NCAA Study Finds Huge Gap In Athletic Vs. Academic Spending
MIAMI (CBSMiami) – The NCAA revealed Wednesday that schools spend as much as 12 times more per athlete than they do for student. The study revealed the spending gap is the largest in the Southeastern Conference and smallest in the Mountain West Conference.
According to the study, median athletic spending at an SEC school was roughly $163,931 or roughly 12 times the $13,390 the SEC schools spent per student for academic costs including instructional costs and student services.
The schools in the other major power conferences (the ACC, Big Ten, Big East, and Pac-12) also averaged spending greater than $100,000 per athlete, according to the NCAA's study. Overall, athletic spending across Division I rose twice as fast as academic spending from 2005-2010.
The numbers aren't likely to change any time soon either. The Big Ten's sports network could be providing up to $40 million to schools in the next few years, while the SEC is planning its own sports network that could send money trucks to each school's athletic departments.
Overall, the study reported the top five conferences' current media contracts are expected to pull in more than $1 billion per year, with average revenue ranging from $12 million to $20 million per year.
"College sports are big business, and these contracts exceed the annual media contracts for Major League Baseball, the National Hockey League, and the National Basketball Association," the study said.
The figures have sparked some college presidents to ask the NCAA to do more to try and control athletic spending more.
"How many sport video analysts do you really need?" said John Dunn, president of Western Michigan University, who gave a talk Tuesday at a preliminary portion of the meeting on rising inequality in college athletics. "How many assistants for a coach -- not assistant coaches, (but) assistant office personnel, to keep his life straight?"

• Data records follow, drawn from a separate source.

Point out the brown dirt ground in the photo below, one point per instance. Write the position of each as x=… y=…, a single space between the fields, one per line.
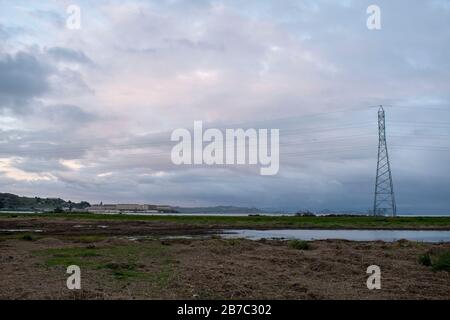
x=207 y=268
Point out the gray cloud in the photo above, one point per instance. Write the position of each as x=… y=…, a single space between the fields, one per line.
x=22 y=77
x=102 y=94
x=69 y=55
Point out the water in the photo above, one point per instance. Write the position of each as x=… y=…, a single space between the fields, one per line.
x=19 y=230
x=354 y=235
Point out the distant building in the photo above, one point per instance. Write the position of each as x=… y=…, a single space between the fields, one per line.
x=127 y=207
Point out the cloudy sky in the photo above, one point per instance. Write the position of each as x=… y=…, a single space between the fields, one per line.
x=86 y=114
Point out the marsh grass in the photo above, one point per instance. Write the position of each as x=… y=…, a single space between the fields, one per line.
x=438 y=261
x=299 y=244
x=122 y=262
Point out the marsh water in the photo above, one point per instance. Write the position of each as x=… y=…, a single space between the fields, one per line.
x=354 y=235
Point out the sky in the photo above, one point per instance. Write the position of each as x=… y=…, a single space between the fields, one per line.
x=87 y=114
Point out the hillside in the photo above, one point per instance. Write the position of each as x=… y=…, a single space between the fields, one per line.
x=9 y=201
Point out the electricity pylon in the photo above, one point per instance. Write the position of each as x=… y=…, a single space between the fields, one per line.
x=384 y=202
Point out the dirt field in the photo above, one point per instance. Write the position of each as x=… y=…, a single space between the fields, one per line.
x=115 y=267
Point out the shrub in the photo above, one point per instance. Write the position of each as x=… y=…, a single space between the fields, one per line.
x=425 y=259
x=299 y=244
x=27 y=237
x=442 y=262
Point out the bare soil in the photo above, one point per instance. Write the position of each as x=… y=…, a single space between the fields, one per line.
x=114 y=267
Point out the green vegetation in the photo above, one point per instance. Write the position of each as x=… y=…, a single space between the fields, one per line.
x=425 y=259
x=122 y=262
x=325 y=222
x=27 y=237
x=9 y=201
x=439 y=261
x=299 y=244
x=442 y=261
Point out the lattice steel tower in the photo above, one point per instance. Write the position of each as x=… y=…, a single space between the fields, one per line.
x=384 y=202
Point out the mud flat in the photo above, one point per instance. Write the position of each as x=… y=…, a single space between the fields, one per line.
x=114 y=266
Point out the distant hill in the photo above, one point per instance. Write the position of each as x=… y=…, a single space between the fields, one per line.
x=218 y=209
x=9 y=201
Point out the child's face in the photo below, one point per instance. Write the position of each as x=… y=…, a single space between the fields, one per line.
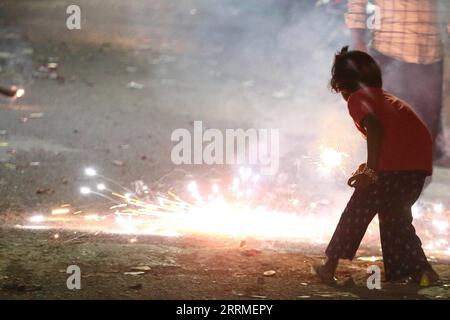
x=345 y=95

According to the study, "compensation and benefits for athletic department staff are the largest expense across all subdivisions and consumed about one-third of athletic budgets." The study continued, "Athletic departments also spent a similar proportion of their budget on game expenses/travel (10 percent) and recruiting (2 percent)."
Those costs are likely to rise as conference realignment accelerates. Teams in Texas will now have to travel to the Northeast and vice-versa as geography no longer matters to how conferences are constructed.
The NCAA study also found that fewer than one in four of the 97 public Football Bowl Subdivision athletic departments generated more money than they spent in any year between 2005-2010 and almost none of the remaining programs in Division I were profitable.
Overall, while tuition and fees go up and the economy is rocked by the Great Recession, the one constant is the rise in athletic spending.
"While a winning team may generate some new students and donors, the price of participating in Division I athletics is high," the report said. "And disparities in academic and athletic spending suggest that participating public colleges and universities reexamine their game plans."